Dean waves her off. “Everything’s fine, but I sent that HVAC guy over there today, and she was supposed to call if she needed me to talk to him.”
“Oh.” Stella nods. “Thanks for taking care of that, Dean.” She turns her attention back to Savvy, who’s in the middle of a story about one of her more colorful personal training clients.
The conversation continues around the table as Dean disappears down the hall. I take a small bite of my lemon tart. It’s delicious, but I’m too worked up to have an appetite.
I know Dean’s mom didn’t just call him. Was he trying to get me away from the table? Does he want me to meet him somewhere?
When my own phone buzzes in my purse, I somehow know without looking that it’s Dean. I grab my purse off the back of my chair and drape it over my shoulder, pushing back from the table. “Excuse me. I need to use the restroom. Where was it again, Brinley?”
Brinley points down the hall. “Second door on the right.”
“Thanks.”
Once I’m out of view of the dining room, I pull my phone from my purse, and sure enough, there’s a message waiting from Dean.
Powder room. Second door on the right. Don’t make me wait.
Those words light fire in my blood. My hand’s shaking as I pull open the partially ajar bathroom door to find Dean, lounging against the counter, arms crossed over his chest.

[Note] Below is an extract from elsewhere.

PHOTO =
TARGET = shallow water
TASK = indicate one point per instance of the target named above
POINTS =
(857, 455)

He looks me over slowly—from my face, stalling on my lips, down to my breasts and the flare of my hips, down to the legs he was just touching—and there’s so much heat in his eyes that I’m half convinced this is a dream. But no. Even in my dreams, Dean doesn’t give me looks that hot.

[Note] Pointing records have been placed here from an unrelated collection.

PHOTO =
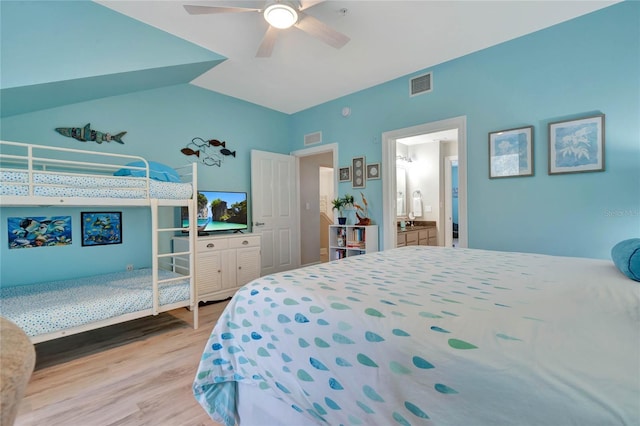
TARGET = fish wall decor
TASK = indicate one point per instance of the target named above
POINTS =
(202, 149)
(86, 133)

“Close the door,” he says, voice husky. “Lock it.”
Chapter Eighteen
Abbi
I do as I’m told but don’t have a chance to turn around before Dean takes me by the hips, spins me, and pushes me back against the counter, his mouth on my neck.
“Are you sure you don’t want our friends to know about us?” His teeth scrape the skin at the juncture of my shoulder and neck, and I can barely think straight. “Because you look so damn fuckable in that dress that I’m not sure how I’m supposed to hide what I have planned for you.”
“It’s . . . just a dress.” I lean my head to the side, because I love the lightly sucking kisses he’s placing against my neck. So good. So damn good.